3.Your income after all basic expenses have been figured is called your Monthly Disposable Income or MDI. The formula the IRS uses to see if you might qualify is: MDI x 48 + liquid value of assets. If that total is more than your tax debt, you can not qualify for an Offer in Compromise.
4.Let’s say you do qualify…you still have to submit to the IRS’s income and lifestyle analysis. You then have to submit the paperwork to apply for an Offer in Compromise. The paperwork is very complicated, and any mistake can force you to start the whole process over.

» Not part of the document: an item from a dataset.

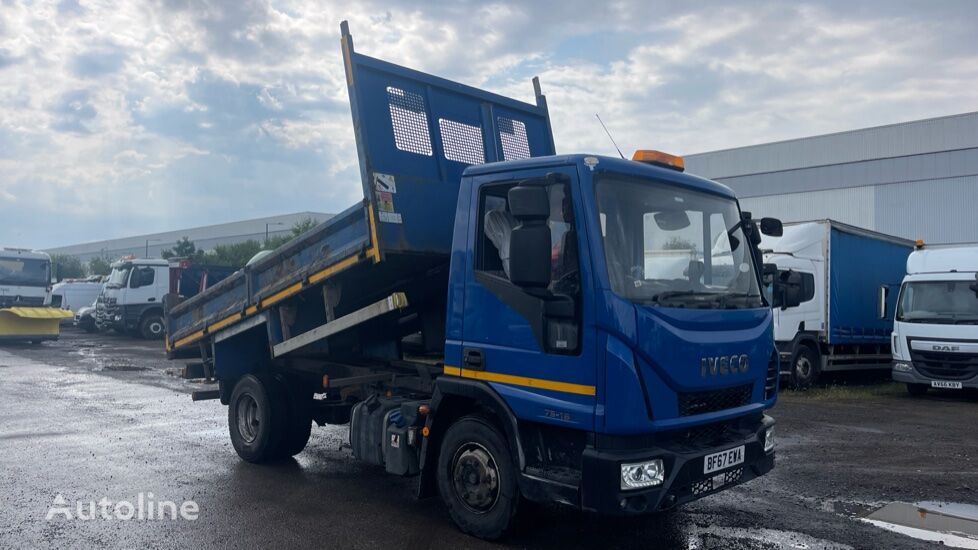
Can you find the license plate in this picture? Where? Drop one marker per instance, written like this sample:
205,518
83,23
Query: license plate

5.Your Offer request can take a year or longer to be processed by the IRS, and even if you’ve done all you homework, dotted all your “I’s” and crossed all your “T’s” you still may not get approved. Only 2% of all applicants get approved for an Offer.
6.For the purpose of this article we assume you do get approved. You’re able to get your IRS tax debt reduced from $40,000 to $4,000. But you’re not done yet. In order to get the Compromise you have to commit to a five year contract with the IRS. During those five years you have to file on time every year. If you owe any further tax debts you have to pay them immediately. Failure to live up to the contract will result in the entire original debt being reinstated plus interest and penalties.
Getting through the long night…It is a fairly long and complicated process. But if you’re willing to take the risk then these 6 steps will help you along that long road to getting out of IRS tax debt.
Now you have the smoking gun…Use it!